Los premios y el apriorismo crítico
Por Redacción , 13 marzo, 2014
Aquella visita, en 1976, a Augusto Pinochet tuvo la culpa. Cuenta la historia que en Estocolmo ya estaba decidido, cuando el autor de El Aleph decidió partir hasta Chile tras ser personalmente invitado por el dictador, a quien no dudó en mostrar su apoyo y su respeto. “Él es una excelente persona, por su cordialidad, su bondad… Estoy muy satisfecho”, dijo el narrador argentino tras el almuerzo oficial y sus declaraciones no tardaron en ser publicadas en La Nación. Si la visita había sido el principio de su condena, aquellas palabras fueron su ejecución. Borges nunca ganaría el Nobel, no fueron motivos literarios aquellos que negaron el máximo reconocimiento a una de los autores más relevantes e, indudablemente, más influyente en la narrativa del siglo XX. Cuenta la historia apócrifa que Artur Lundkvis, poeta y miembro influyente de la Academia Sueca, tras ser conocedor del viaje de Borges a Chile y de sus declaraciones en apoyo de la dictadura de Pinochet, afirmó: “la sociedad sueca no puede premiar a alguien con esos antecedentes. Semejante confesión me extraño mucho. Supuestamente, un miembro de la Academia no puede expresarse en esos términos”; si bien la Academia no tardó en señalar que uno de los principios sobre los que se basa el premio es la no interferencia de cuestiones ideológicas, lo cierto es que Borges falleció en 1986 sin recibir dicho reconocimiento y que la historia sucesiva de los premios ha ampliado, aún más si cabe, la sombra ideológica que planea en la elección de los premiados.

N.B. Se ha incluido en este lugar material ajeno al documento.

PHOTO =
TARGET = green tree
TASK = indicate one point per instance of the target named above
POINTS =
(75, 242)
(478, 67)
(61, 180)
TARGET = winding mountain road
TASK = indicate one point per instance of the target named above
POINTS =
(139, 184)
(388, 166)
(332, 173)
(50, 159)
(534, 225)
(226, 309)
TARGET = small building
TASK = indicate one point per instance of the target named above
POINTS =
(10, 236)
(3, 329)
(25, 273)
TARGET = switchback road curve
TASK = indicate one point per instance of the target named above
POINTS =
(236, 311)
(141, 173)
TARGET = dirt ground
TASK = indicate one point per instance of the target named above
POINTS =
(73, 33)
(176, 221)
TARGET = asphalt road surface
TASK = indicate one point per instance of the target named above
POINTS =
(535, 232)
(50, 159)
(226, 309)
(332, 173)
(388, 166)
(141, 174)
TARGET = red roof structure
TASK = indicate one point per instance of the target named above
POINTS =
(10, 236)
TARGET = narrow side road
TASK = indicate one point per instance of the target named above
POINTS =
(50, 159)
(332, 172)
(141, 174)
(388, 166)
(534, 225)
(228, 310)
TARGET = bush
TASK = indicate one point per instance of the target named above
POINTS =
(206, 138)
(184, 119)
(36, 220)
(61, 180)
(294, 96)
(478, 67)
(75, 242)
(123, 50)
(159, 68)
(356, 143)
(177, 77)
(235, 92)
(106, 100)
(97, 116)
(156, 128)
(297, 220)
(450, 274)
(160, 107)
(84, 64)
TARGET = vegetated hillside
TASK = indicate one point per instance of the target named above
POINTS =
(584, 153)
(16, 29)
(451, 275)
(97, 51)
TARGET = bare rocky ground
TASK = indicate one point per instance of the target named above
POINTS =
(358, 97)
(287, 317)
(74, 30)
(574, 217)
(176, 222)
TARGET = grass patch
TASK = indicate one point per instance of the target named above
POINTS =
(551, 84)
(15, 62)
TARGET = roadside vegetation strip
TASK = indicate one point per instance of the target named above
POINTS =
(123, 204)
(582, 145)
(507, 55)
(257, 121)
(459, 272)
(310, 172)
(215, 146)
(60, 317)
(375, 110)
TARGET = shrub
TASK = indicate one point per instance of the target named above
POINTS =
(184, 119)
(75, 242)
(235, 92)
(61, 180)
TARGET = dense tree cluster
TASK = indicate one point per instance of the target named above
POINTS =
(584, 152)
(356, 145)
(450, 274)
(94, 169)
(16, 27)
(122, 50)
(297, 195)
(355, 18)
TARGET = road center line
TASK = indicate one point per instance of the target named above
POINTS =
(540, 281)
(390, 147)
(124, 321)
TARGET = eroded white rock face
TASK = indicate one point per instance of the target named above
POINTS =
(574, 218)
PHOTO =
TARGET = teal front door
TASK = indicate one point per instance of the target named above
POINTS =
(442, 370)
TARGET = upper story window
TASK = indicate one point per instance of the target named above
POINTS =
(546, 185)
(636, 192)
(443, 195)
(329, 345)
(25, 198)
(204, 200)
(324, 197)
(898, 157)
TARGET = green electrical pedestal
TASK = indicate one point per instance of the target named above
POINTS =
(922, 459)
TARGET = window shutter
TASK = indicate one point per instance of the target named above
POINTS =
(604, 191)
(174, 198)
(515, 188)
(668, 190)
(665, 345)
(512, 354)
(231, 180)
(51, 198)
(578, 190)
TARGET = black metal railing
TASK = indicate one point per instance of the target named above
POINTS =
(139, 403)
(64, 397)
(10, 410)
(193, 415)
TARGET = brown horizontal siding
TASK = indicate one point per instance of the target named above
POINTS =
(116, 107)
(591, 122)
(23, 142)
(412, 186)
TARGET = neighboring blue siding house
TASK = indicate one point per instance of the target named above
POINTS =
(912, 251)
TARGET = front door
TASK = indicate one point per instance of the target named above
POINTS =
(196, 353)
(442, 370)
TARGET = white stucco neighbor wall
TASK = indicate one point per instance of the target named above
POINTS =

El caso de Jorge Luis Borges no fue ni el primero ni el último –el Nobel nunca recibido por Unamuno también está rodeado de argumentos muy poco literarios- así como tampoco los Nobel son los únicos premios que han sido golpeados por el escepticismo. Cuan gesto de sinceridad, quien les escribe debe confesarles su escepticismo hacia la mayoría de premios literarios, patrios y/o internacionales, considerados como la teatralización de un intercambio de votos y de apoyos mutuos en los que el premio literario no es más que la imagen visible de la red que contactos que tras ella se esconde. Los motivos ideológicos, en un momento en los que algunos declaran muertas las ideologías y otros las consideran como mero discursos al servicio de un poder más grandes –el económico-, se han parcialmente esfumado, convirtiendo los premios en el motor empresarial y publicitario para la obra con la que determinada editorial quiere inundar los estantes del mercado. Tras el premio, llegan las fotos de rigor con representantes políticos –cuyo interés, dicho sea de paso, por la cultura es proporcional al de su ignorancia- y del sector empresarial –quienes consideran el libro no una obra literaria, sino un mero objeto del cual sacar rentabilidad-, la tournée televisiva y las firmas de rigor con el público, a este punto, la obra premiada ha dejado de existir en cuanto obra. Su título es lo único reconocible que queda ella; persiste moribunda a través de su posición en las listas de venta –posición siempre privilegiada dada la campaña mediática orquestada por y para ella- y del el carácter mediático del autor, convertido en una imagen publicitaria de la que no interesa su trayectoria literaria ni sus aspiraciones, sino algunas pocas declaraciones dignas del titular más llamativo –el titular del click- y alguna fotografía, más propia de revista de moda que de revista literaria.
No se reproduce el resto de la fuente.